In The Structure of Scientific Revolutions, the late Thomas Kuhn proposes a model of what happens when generally accepted science changes.2 It isn’t a gentle metamorphosis but a radical transformation. Like a tsunami, the change transforms a terrarium into an aquarium. One moment it’s California, the next it’s sub-Pacific.

Roughly sketched and simplified, what happens is this:

  1. Starting out with no scientific structure, we observe a quantity of events.
  2. Orderly creatures that we are, we try to put together as unified an explanation as we can for what we see happening.
  3. Finally someone comes up with a theory that seems to fit most of the evidence, and
    < • click • >
  4. Knowledge crystallizes around that theory, like rock candy on a string in sugar-saturated water. Behold: Science1. (I told you this would be a rough sketch.)

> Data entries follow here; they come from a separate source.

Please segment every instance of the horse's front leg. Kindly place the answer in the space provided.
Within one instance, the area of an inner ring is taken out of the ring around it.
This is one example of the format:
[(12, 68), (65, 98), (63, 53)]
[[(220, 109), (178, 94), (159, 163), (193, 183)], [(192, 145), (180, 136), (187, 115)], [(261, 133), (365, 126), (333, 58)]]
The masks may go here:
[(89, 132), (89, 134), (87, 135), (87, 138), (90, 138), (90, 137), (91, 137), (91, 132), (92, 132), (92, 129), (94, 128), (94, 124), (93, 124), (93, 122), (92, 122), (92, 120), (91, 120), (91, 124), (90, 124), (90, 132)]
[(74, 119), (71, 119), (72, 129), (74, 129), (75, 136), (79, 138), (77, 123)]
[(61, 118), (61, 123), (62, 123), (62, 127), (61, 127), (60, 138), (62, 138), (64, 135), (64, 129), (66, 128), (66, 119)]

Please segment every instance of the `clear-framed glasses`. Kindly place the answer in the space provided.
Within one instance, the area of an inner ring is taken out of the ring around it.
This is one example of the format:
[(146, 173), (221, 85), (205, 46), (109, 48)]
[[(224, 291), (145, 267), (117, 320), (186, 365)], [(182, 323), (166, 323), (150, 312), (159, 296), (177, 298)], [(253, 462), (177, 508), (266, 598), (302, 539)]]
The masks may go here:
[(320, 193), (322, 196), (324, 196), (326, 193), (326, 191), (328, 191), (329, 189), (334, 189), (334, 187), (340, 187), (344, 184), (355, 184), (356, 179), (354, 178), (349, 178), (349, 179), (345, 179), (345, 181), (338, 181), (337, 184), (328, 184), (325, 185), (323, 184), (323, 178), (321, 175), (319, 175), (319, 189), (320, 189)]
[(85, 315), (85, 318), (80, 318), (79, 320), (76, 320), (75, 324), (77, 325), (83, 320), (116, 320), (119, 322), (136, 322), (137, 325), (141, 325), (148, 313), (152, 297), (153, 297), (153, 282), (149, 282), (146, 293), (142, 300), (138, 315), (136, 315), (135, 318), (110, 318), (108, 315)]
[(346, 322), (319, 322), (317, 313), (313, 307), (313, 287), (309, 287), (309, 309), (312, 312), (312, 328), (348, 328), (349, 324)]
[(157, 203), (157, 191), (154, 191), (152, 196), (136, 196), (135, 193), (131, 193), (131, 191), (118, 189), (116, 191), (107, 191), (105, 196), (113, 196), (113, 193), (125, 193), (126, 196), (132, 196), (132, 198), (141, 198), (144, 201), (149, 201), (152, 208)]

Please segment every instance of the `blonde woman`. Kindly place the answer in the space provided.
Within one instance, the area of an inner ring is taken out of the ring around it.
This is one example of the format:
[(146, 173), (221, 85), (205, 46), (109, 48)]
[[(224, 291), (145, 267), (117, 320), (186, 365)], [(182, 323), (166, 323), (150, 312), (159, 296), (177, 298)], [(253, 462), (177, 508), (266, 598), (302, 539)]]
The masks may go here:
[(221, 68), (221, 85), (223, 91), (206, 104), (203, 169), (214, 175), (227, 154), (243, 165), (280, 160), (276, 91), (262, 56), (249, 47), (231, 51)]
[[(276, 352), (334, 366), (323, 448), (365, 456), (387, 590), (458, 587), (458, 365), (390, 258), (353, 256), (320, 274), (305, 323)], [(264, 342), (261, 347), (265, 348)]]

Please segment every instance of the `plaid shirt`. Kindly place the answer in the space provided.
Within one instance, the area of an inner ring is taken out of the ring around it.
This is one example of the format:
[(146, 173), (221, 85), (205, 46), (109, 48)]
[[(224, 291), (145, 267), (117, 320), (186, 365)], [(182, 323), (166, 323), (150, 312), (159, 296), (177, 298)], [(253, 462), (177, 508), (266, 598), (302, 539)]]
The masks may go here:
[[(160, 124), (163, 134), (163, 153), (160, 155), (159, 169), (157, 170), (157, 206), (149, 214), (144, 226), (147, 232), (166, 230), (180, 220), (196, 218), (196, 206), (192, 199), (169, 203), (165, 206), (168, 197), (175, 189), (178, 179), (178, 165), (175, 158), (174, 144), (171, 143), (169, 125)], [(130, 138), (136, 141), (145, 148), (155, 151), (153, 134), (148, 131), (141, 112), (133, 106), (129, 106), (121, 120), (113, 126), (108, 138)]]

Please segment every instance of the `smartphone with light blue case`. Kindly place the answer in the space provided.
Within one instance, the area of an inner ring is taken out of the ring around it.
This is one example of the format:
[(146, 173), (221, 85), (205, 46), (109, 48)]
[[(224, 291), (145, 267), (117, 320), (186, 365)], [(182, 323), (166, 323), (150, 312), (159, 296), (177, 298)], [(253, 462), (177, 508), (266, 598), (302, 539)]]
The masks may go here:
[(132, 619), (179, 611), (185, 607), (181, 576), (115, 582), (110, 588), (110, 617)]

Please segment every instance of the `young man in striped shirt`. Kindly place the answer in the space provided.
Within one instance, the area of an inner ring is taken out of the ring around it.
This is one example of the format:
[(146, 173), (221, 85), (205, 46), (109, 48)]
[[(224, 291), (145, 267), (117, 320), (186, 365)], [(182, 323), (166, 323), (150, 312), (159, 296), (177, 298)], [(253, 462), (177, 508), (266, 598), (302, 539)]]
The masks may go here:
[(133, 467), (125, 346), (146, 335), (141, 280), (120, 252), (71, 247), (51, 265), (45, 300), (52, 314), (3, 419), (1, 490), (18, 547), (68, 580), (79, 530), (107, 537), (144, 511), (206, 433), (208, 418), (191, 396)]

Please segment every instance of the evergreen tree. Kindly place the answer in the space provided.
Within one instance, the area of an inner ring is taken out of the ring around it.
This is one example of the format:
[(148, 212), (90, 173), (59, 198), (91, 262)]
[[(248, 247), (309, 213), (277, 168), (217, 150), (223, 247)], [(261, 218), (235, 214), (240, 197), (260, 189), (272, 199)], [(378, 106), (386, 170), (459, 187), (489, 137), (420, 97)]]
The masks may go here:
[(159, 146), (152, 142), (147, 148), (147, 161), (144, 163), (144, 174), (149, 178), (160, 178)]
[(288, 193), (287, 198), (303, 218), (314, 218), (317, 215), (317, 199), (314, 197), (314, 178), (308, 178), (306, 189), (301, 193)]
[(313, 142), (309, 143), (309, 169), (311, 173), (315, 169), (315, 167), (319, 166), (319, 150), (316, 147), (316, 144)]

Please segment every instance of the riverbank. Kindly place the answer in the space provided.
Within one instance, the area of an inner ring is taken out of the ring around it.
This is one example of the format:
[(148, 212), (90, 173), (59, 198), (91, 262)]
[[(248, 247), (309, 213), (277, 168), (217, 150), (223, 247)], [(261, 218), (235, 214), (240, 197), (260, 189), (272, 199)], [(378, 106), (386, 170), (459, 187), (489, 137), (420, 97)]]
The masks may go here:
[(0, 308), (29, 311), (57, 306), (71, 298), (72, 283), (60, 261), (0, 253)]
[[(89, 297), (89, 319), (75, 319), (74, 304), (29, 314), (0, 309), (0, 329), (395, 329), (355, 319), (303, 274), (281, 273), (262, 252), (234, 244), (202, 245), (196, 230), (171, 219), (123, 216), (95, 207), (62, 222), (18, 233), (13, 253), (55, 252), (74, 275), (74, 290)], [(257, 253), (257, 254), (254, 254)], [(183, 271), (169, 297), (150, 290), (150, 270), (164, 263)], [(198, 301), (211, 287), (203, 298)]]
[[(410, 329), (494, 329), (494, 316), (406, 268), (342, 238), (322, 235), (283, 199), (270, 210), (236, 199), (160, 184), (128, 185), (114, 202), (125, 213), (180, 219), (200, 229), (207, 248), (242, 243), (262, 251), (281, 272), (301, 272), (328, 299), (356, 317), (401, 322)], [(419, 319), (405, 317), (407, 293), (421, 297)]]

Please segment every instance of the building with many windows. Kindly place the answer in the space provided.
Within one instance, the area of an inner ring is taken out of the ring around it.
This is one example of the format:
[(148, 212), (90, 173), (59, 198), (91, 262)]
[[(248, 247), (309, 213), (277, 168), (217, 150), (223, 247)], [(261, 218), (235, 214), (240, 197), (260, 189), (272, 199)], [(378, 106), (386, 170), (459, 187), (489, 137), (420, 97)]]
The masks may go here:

Congratulations! It’s a paradigm

Knowledge accumulates further, but from that point on it’s less a matter of opening up new territory than of filling in the missing areas of the now-established matrix of knowledge. We may call the principles that give structure to that matrix — the string in the sugar-water — its paradigm, a term Kuhn borrows from linguistics. (A paradigm in language is a representative sample of a conjugation or declension; for example,

I think we think
you think you think
he/she/it thinks they think

is a paradigm that also reflects the way we conjugate sing, drive, eviscerate, and so forth.) Kuhn defines “normal science” as scientific activity within the established matrix, and describes it as “puzzle-solving” rather than exploration. The difference is rather like the difference between the “original” and “next generations” of Star Trek: Captain Kirk’s Enterprise boldly went where none had gone before, whereas Captain Picard’s Enterprise spent more time ironing out social or political problems within Federation borders.

SHIFT_paradigm

But all is not completely settled. Here and there events pop up that don’t fit the accepted paradigm. These anomalies are few at first, but over time they accumulate. Some of them find acceptance as the paradigm is slightly altered to fit, while others are considered to be errors. Eventually enough “errors” pile up to challenge the paradigm, and a state of tension exists until someone comes up with a new set of theories, and — continuing the Star Trek imagery — a mighty “Genesis wave” sweeps through the scientific establishment, replacing one knowledge-matrix with another: a “paradigm shift.” Behold: Science2.

And that, says Kuhn, is how scientific revolutions take place. What’s more, a scientific revolution often involves as much emotional upheaval as its military counterpart. Scientists who hold to the one paradigm disagree heatedly with those who hold to the other, and rarely does the “old guard” change its mind. Eventually it just dies out.3

Meanwhile, on a small farm in Kansas …

This upheaval is what we’re seeing in the Kansas hullabaloo. Two paradigms are at war, with the random-natural paradigm (Sciencen) determined to see to it that the intelligence-allowed paradigm (Sciencen+1) not only doesn’t win the day, but gets laughed out of court.

The Science Curriculum Standards’ definition of science reads: “Science is a systematic method of continuing investigation that uses observation, hypothesis testing, measurement, experimentation, logical argument and theory-building to lead to more adequate explanations of natural phenomena.”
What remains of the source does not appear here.